Nonostante la lunghissima attesa, il bando è privo di garanzie per i lavoratori in termini di paga e numero di operatori riassorbiti. Il 16 giugno, i “Biblioprecari”, lavoratori esternalizzati delle biblioteche e degli archivi civici di Firenze, hanno protestato contro un processo di internalizzazione che se privo di tutele, rischia di esodare il personale attualmente in appalto. Il processo, già in corso, ha già visto l’uscita di un concorso per funzionari che non riconosceva l’esperienza dei precari e nell’assunzione di personale amministrativo privo di formazione biblioteconomia che in alcuni casi è stato fatto firmare proprio da chi rischia il posto di lavoro.
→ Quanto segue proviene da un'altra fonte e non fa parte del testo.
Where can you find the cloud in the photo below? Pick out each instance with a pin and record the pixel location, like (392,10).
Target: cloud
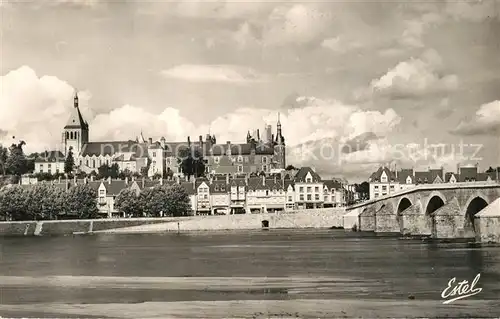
(299,24)
(486,122)
(474,11)
(339,45)
(415,78)
(213,73)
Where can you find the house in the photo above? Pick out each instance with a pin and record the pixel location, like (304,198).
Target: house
(265,195)
(333,195)
(308,189)
(219,197)
(383,182)
(237,195)
(203,206)
(288,187)
(50,163)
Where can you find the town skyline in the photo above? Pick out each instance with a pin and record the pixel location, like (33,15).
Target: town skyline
(426,76)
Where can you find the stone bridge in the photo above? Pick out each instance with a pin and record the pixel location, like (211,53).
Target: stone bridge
(435,210)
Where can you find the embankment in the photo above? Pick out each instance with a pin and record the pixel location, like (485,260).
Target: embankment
(314,218)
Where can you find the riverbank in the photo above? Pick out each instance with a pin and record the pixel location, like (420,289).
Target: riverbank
(319,218)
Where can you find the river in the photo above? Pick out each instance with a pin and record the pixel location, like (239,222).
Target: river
(243,274)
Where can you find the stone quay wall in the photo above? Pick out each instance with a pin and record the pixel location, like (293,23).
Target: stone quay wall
(312,218)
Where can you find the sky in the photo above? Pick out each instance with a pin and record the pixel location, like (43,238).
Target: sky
(357,84)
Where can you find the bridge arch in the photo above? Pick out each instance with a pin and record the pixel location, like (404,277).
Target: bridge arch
(474,205)
(403,204)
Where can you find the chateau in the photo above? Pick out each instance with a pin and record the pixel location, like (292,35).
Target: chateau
(159,157)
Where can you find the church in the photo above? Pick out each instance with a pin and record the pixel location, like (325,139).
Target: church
(159,157)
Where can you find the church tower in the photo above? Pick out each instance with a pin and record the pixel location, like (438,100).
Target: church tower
(279,146)
(76,131)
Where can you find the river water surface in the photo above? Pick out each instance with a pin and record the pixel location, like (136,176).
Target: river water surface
(244,274)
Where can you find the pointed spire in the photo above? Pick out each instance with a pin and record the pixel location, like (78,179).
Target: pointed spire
(75,99)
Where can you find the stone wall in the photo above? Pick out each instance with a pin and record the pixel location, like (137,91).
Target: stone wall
(314,218)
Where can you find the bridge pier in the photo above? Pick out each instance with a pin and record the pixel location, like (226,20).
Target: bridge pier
(367,219)
(386,221)
(414,223)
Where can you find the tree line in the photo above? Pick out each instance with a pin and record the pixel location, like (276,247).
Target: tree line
(49,202)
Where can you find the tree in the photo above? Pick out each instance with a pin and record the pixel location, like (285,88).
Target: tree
(69,163)
(81,202)
(105,171)
(177,201)
(169,174)
(191,162)
(16,162)
(128,203)
(3,159)
(13,202)
(153,200)
(145,169)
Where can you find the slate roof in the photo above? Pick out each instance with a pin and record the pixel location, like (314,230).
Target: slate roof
(332,184)
(256,183)
(403,175)
(219,187)
(302,173)
(51,156)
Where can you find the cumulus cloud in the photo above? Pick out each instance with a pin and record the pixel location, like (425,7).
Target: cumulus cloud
(415,78)
(486,121)
(213,73)
(299,24)
(339,45)
(474,11)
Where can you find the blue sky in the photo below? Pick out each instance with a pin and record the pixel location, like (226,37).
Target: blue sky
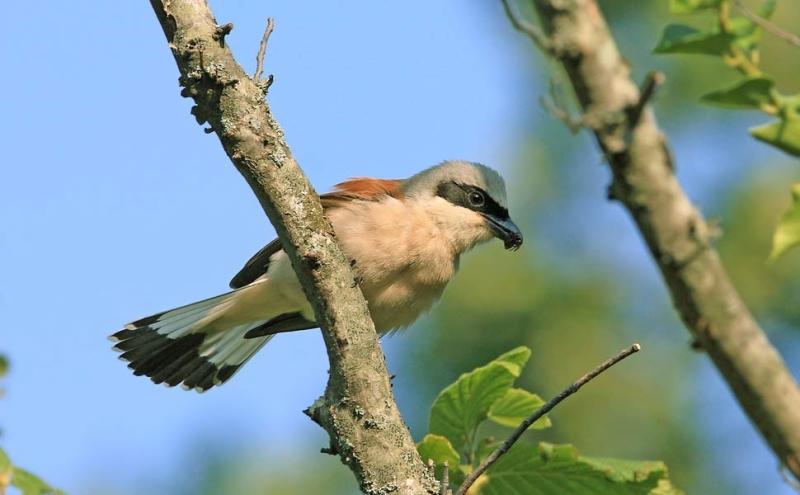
(114,204)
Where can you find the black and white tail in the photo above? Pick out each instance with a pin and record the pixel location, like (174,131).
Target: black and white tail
(178,346)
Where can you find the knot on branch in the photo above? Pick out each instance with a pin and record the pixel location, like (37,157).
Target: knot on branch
(221,32)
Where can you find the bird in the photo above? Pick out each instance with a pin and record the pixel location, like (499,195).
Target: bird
(404,238)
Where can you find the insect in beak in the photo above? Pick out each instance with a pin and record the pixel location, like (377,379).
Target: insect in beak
(505,230)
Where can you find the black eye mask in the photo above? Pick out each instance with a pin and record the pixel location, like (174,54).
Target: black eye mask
(458,194)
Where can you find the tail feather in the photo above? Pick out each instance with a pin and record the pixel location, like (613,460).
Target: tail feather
(179,347)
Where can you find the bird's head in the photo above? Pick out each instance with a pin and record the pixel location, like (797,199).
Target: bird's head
(468,200)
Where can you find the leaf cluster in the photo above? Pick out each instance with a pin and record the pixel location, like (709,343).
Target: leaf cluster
(487,394)
(736,40)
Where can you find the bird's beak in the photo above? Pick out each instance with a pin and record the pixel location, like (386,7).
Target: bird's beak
(506,230)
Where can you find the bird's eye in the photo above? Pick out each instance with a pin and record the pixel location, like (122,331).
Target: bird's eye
(476,198)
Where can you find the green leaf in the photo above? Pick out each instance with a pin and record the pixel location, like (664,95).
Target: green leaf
(767,9)
(515,406)
(558,469)
(30,484)
(486,447)
(784,134)
(787,235)
(438,448)
(515,359)
(690,6)
(6,470)
(463,405)
(678,38)
(748,93)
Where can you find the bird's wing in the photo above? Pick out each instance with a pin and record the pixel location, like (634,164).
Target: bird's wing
(256,266)
(358,189)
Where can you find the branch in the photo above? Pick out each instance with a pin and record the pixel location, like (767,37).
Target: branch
(534,33)
(523,427)
(674,230)
(358,409)
(768,26)
(262,49)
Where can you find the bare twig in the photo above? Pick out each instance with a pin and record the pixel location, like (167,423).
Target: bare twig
(672,227)
(262,49)
(512,439)
(533,31)
(652,82)
(555,106)
(768,26)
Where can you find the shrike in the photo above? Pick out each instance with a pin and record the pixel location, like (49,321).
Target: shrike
(404,237)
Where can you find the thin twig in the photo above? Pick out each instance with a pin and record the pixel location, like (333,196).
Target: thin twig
(533,31)
(444,488)
(262,49)
(492,458)
(556,107)
(768,26)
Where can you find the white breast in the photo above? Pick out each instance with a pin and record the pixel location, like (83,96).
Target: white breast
(401,257)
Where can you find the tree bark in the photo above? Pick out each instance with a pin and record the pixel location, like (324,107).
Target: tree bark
(675,232)
(358,409)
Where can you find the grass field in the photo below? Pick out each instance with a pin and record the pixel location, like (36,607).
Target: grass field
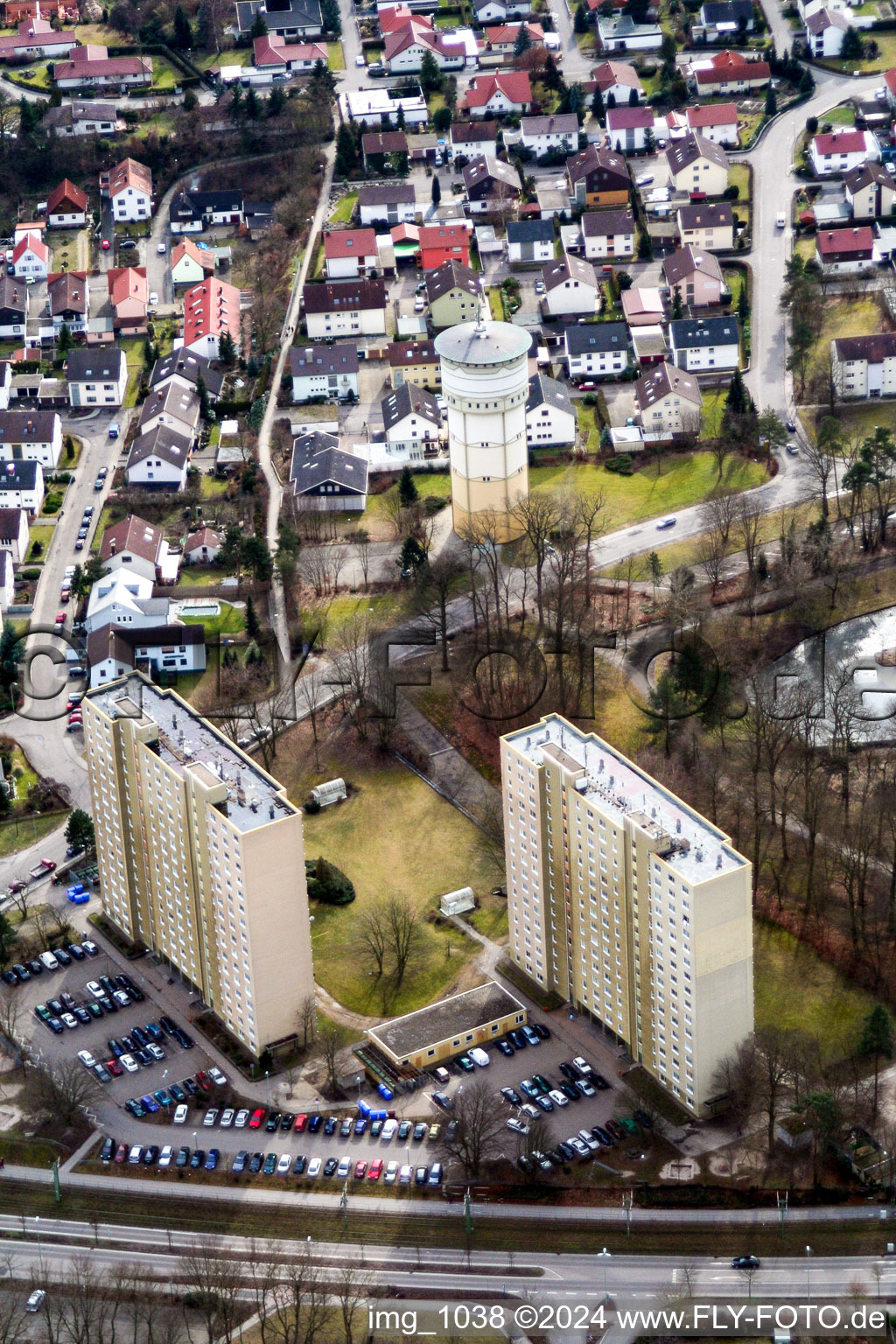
(396,836)
(684,480)
(794,988)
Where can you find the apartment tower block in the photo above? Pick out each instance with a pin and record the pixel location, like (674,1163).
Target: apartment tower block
(200,857)
(627,903)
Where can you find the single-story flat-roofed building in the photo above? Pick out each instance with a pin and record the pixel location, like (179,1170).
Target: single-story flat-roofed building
(448,1028)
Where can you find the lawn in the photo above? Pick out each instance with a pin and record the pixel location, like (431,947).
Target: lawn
(344,210)
(794,988)
(685,479)
(396,836)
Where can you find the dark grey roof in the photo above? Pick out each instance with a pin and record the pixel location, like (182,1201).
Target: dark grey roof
(318,460)
(690,333)
(595,336)
(308,360)
(531,231)
(298,14)
(27,426)
(160,443)
(19,474)
(547,391)
(406,401)
(94,365)
(188,366)
(452,275)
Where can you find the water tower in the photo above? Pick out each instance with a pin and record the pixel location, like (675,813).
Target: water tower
(485,383)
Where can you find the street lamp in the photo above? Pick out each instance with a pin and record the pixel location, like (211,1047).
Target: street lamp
(605,1256)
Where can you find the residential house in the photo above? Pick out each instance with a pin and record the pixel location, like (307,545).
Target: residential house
(344,308)
(416,361)
(453,295)
(571,288)
(630,130)
(128,187)
(717,122)
(697,165)
(411,420)
(66,206)
(37,39)
(599,176)
(14,306)
(864,366)
(393,205)
(728,73)
(621,32)
(32,437)
(190,263)
(696,276)
(158,458)
(707,226)
(97,375)
(326,478)
(845,252)
(529,242)
(871,191)
(557,135)
(550,414)
(115,652)
(838,152)
(595,350)
(93,67)
(30,257)
(497,94)
(135,546)
(492,186)
(825,32)
(609,234)
(617,80)
(14,534)
(211,308)
(271,52)
(289,19)
(130,298)
(69,300)
(82,118)
(379,145)
(473,137)
(444,242)
(202,547)
(724,20)
(22,486)
(669,402)
(329,371)
(187,368)
(349,253)
(705,344)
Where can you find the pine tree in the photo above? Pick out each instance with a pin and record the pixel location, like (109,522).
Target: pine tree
(407,488)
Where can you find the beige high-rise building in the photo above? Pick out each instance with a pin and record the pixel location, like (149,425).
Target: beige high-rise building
(200,857)
(627,903)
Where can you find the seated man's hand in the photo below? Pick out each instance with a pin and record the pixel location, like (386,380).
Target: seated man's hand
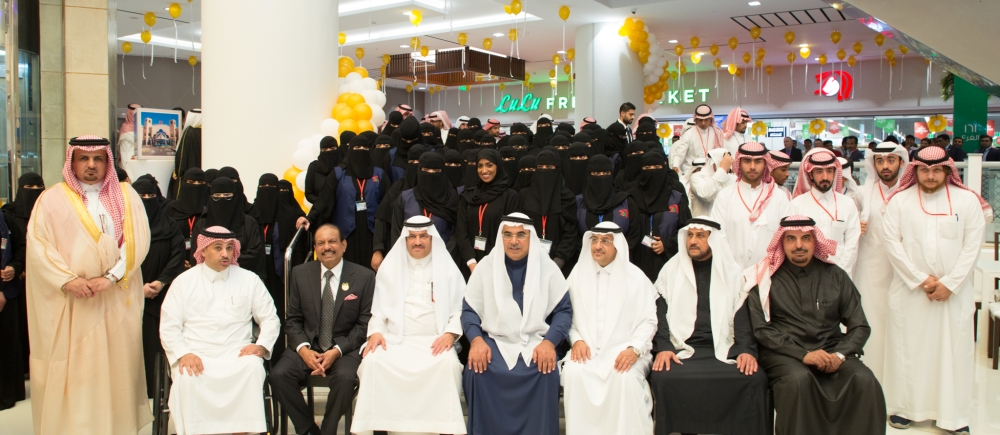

A seguito di mobilitazioni, scioperi, assemblee sindacali e raccolte firme, sono riusciti a ottenere, il 4 agosto, un incontro con gli assessori al Personale e alla Cultura, Bettini e Giuliani, e con la compagine tecnica del Comune di Firenze. Sicuramente un’apertura formale ma che manca ancora di sostanza.

 

In quell’occasione, l’amministrazione si è impegnata a valutare tutte le opzioni possibili per un processo di re-internalizzazione che tuteli quanti lavorano. Nell’ascoltare i lavoratori e le lavoratici in lotta, chi negli archivi, chi nelle biblioteche di Firenze, si ricrea l’atmosfera confusa e soffocante degli uffici kafkiani ne “Il Processo”. A., della rete “Biblioprecari”, parla di figure che hanno il potere di fare il buono e il cattivo tempo: burocrati, tecnici e politici. In balia di questo distruttivo battito d’ali, archivisti e bibliotecari battagliano, dal 2020, contro un vuoto politico. Nel vuoto si sentono i cori e le grida? Pare proprio di no.